Hi guys and welcome to this interview. Tell us about your latest release.
When we decided to start working on a new record, it was after the summer, and we suddenly found more problems and difficulties than we expected. After a month in which we didn’t see each other, the feeling with the sound and our instruments, voice included, was weird and our producer suggested a change of plans and we agreed.
Initially, we had 12 tracks that we wanna release, but we decided to quit the initial project and take a step back and we decided to work on fewer songs, go in depth with them and play them at our best. We focused on a theme that was the same in 4 songs: racism.
Finally, we found our road and a new strong motivation after this choice: we could give voice to the voiceless. Then…here we are.
CYRENE is a 6 tracks EP; it’s a strong denunciation against the exploitation of migrant workers, at the tortures and violence committed in the Libyan lager, with the complicity of European governments.
Along with the four songs we chose, we included two special tracks that explain the core of our EP in a particular way. We definitely love our second studio work because the music’s voyage, the lyrics and their order are very similar: it sounds very consistent.
They are not cute songs left there to stand alone, but they are brothers who are fighting together.
How would you describe your sound?
Most of the time is the sound that guides us in composing a song or the lyrics: in this case, we did the opposite.
When we’ve taken this particular road, it was clear for us that every single detail was functional to the ultimate result. So, we discarded any sweet options for the gain tone and considered to disintegrate it, splitting it in two different guitar tones: one it’s like sand, the other’s like stone.
Why?
Simply because the majority of migrants face these two natural enemies during their long and dangerous journeys, and also because they wanted something quite similar in the end.
Another story is for the clean tones and the ambient effects: in our intention they should reproduce the aspiration of peace and a bright future, in a desert or wild natural scenario.
To be more realistic, we agreed to maintain a more natural sound for the drums and bass.
What do you listen to when you are home?
We are very different, every single one of us listen to think that the others sometimes actually despise! But it depends on the moment: we are in that age in which a single gender of music it’s not enough, and sometimes happens that the harder and violent we play (at a performance or a rehearsal) it’s preceded by a long listen of calming and completely different music.
We have to cite at least some of the artists that everyone of us considers somehow inspiring: Refused, Deftones, Soundgarden, Meshuggah, Tool, A Perfect Circle but also quiet ones like Teyana Taylor, Chelsea Wolfe, Ryuichi Sakamoto, Crosses, Beirut and various jazz and soul singers/bands.
We believe that only two different kinds of music exist: the good one and the bad one. The rest is a combination of our state of mind and musical knowledge.
What do you write about?
To Judge is about racism and every preconceived opinion that is not based on reason or actual experience; there is an infinite struggle against a very tough wall and you feel like don’t exist.

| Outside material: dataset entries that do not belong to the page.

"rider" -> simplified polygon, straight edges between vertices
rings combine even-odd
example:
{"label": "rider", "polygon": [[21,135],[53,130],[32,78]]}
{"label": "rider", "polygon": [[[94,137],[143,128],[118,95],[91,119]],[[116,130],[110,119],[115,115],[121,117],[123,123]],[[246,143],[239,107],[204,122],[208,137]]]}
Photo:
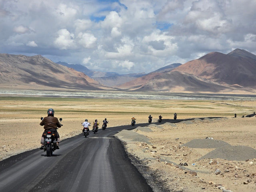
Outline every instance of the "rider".
{"label": "rider", "polygon": [[105,127],[106,128],[107,128],[107,124],[108,123],[108,121],[107,121],[107,118],[105,118],[104,120],[103,120],[103,124],[105,125]]}
{"label": "rider", "polygon": [[134,116],[132,116],[132,121],[134,121],[134,123],[136,122],[136,119],[134,118]]}
{"label": "rider", "polygon": [[148,120],[150,119],[151,120],[151,122],[152,122],[152,118],[153,118],[153,117],[151,116],[151,115],[149,115],[149,116],[148,116]]}
{"label": "rider", "polygon": [[59,149],[59,143],[60,143],[60,135],[57,131],[57,127],[60,128],[61,127],[61,124],[59,122],[58,118],[55,117],[54,110],[53,109],[50,108],[47,110],[47,114],[48,116],[44,118],[42,122],[40,123],[40,125],[44,126],[44,131],[43,133],[41,138],[41,147],[40,149],[44,149],[44,135],[46,133],[47,131],[54,131],[55,133],[55,139],[57,139],[57,149]]}
{"label": "rider", "polygon": [[100,125],[100,124],[98,122],[98,120],[97,120],[97,119],[96,119],[94,122],[93,122],[93,125],[96,126],[96,130],[97,130],[99,128],[99,127],[98,127],[99,125]]}
{"label": "rider", "polygon": [[91,126],[91,124],[88,122],[88,120],[87,119],[86,119],[84,120],[84,122],[82,124],[82,126],[84,126],[84,128],[83,129],[83,130],[82,131],[82,133],[84,132],[84,129],[86,129],[87,130],[87,131],[88,132],[88,134],[90,133],[90,129],[89,129],[89,126]]}

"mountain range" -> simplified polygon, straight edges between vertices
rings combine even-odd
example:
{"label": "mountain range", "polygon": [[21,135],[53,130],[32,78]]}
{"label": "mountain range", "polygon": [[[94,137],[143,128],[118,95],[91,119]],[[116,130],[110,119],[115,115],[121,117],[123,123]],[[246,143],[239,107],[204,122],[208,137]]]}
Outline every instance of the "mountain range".
{"label": "mountain range", "polygon": [[255,74],[256,55],[240,49],[228,54],[212,52],[148,74],[125,75],[96,72],[82,65],[55,63],[40,55],[0,54],[0,88],[6,89],[248,94],[256,92]]}

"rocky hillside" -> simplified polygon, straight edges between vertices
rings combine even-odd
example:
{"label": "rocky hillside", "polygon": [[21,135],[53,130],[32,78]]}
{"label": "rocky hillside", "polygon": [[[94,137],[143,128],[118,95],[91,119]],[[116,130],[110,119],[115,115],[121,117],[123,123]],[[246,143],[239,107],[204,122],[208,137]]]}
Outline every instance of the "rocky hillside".
{"label": "rocky hillside", "polygon": [[236,49],[228,54],[212,52],[172,71],[192,74],[221,84],[255,87],[256,56]]}

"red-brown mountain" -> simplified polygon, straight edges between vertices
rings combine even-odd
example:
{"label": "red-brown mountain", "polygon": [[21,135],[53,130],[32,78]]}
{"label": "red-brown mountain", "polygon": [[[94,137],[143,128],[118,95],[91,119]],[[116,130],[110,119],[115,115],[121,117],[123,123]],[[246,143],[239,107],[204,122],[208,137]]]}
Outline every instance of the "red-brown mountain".
{"label": "red-brown mountain", "polygon": [[228,54],[212,52],[172,71],[192,74],[222,84],[256,87],[256,56],[237,49]]}
{"label": "red-brown mountain", "polygon": [[41,55],[0,54],[0,88],[98,90],[84,73],[56,64]]}

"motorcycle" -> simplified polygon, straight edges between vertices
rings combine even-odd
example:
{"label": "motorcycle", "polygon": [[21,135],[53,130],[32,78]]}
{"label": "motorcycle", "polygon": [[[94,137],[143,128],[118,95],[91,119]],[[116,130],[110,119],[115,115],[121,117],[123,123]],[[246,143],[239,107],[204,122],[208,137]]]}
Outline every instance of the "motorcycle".
{"label": "motorcycle", "polygon": [[132,126],[134,126],[135,125],[135,121],[132,120]]}
{"label": "motorcycle", "polygon": [[106,127],[107,127],[107,125],[106,125],[104,123],[102,124],[102,130],[106,130]]}
{"label": "motorcycle", "polygon": [[[42,120],[44,118],[41,118]],[[62,120],[62,118],[60,118],[60,122]],[[60,124],[63,126],[62,124]],[[57,128],[58,129],[58,128]],[[55,135],[57,134],[57,130],[55,129],[50,129],[44,132],[43,136],[44,138],[44,151],[46,152],[46,156],[50,157],[52,155],[52,153],[57,149],[56,140]]]}
{"label": "motorcycle", "polygon": [[84,129],[83,134],[84,136],[84,137],[87,137],[87,136],[89,135],[89,132],[87,130],[87,129]]}
{"label": "motorcycle", "polygon": [[92,129],[92,131],[93,131],[94,133],[96,133],[98,132],[98,126],[97,125],[94,125],[93,128]]}
{"label": "motorcycle", "polygon": [[152,119],[151,118],[148,118],[148,123],[151,123],[152,122]]}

Target is the description of a sick relationship, between a sexually abused woman and her tormentor; unfortunately, most of the women among migrants are raped in the Libyan jails.
Black chicken/White donkeys describes the topic of the exploitation of the white collars and blue collars on black people, their different perceptions and the alienation of the first who believe to be upper class. The main sentence is a phrase of Karl Marx, from his “The Capital”: “white skinjob cannot emancipate until the black ones will be marked on fire”.
Freedom:democracy = property:lager is a reproduction of three different speeches of Marco Minniti (former Italian Minister, creator of the agreements with the Libyan torturers), Matteo Salvini (the one who boasts of having left thousands of people at seastarving) and Keir Starmer (current UK prime minister): three hypocrite ways to gain the votes of the social classes they fear most the immigration.
Behind their words is the sound made by the change in the Earth's magnetic field on the wood, reconstructed by the Italian Institute of Physics: a metaphor for the events linked to the rickety boats that cross the Mediterranean every day.
Cyrene is the Hellenic city founded on the Libyan coast and now a UNESCO world heritage site and a popular tourist place.
We want to underline how the culture of the ruling class and the barbarity of exploitation can live together near one another in capitalist society.
The title-track represents the stark contrast with the reality right now, when that country is a lager that the European bourgeoisie has built and people don’t want to know. We want to advise everybody that now is not like the Shoa, no one can say: I cannot know.
Mediterraneo is the last track.
For many of us it means holiday, a time of vacation and relax, but for the African migrants, it is a dangerous place where to live or die. The smooth waves can be their grave as for the aspiration for a better life or reunite with one’s family.
Your favorite live performance so far?
Our last performance with the original band.
We were enduring the last days of college. The previous night, we spent a lot of energy in a live gig in front of a dense crowd of students from all over the city. We played very well and we were so excited that we traveled all night long across Florence, until go to Siena and come back for the last day lesson at 8.15am without sleeping.
We only rest for a couple of hours in the afternoon and then we enjoy a gorgeous gig in another campus that very night.
We didn’t know we were about to quit playing together for many years after that night, but it seemed like something special in the air was telling us that.
We played so well, so much into the music and the energy of the people was so close to us that we literally flew one step on the ground, making a super performance that will remain forever etched in our memories.
Tell us a funny story that happened in studio or on stage.
We fight each other all the times, there’s nothing funny to talk about!
Your favourite albums?
The shape of punk to come – Refused
Deftones – Deftones
The Superunknown – Soundgarden
Lateralus – TOOL
Machina/The Machines of God – Smashing Pumpkins
In utero – Nirvana
La fabbrica di plastica – Gianluca Grignani
Kid A – Radiohead
A musician you would like to meet for a beer?
I’d like to meet Dennis Lynxen from Refused, not only because it is a band that I love, but ‘cause his political thoughts.
I think it could be a very interesting talk that goes over the music and concerns more prospective.
What would you ask for backstage, if you were the most important band on earth?
Very difficult question: for the present moments we’re just excited if there’s water and a few cold beers, but let us become the most important band on Earth and then we’ll tell you that the more you have, the less important everything becomes…
What are your plans for the near future?
Ever the same.
To be excited and convinced by what we play: it doesn’t matter if in the gigs or in the studio or even at rehearsals. At this point, we could have enough stuff to record our first LP, and it will probably be the fundamental plan for the near future.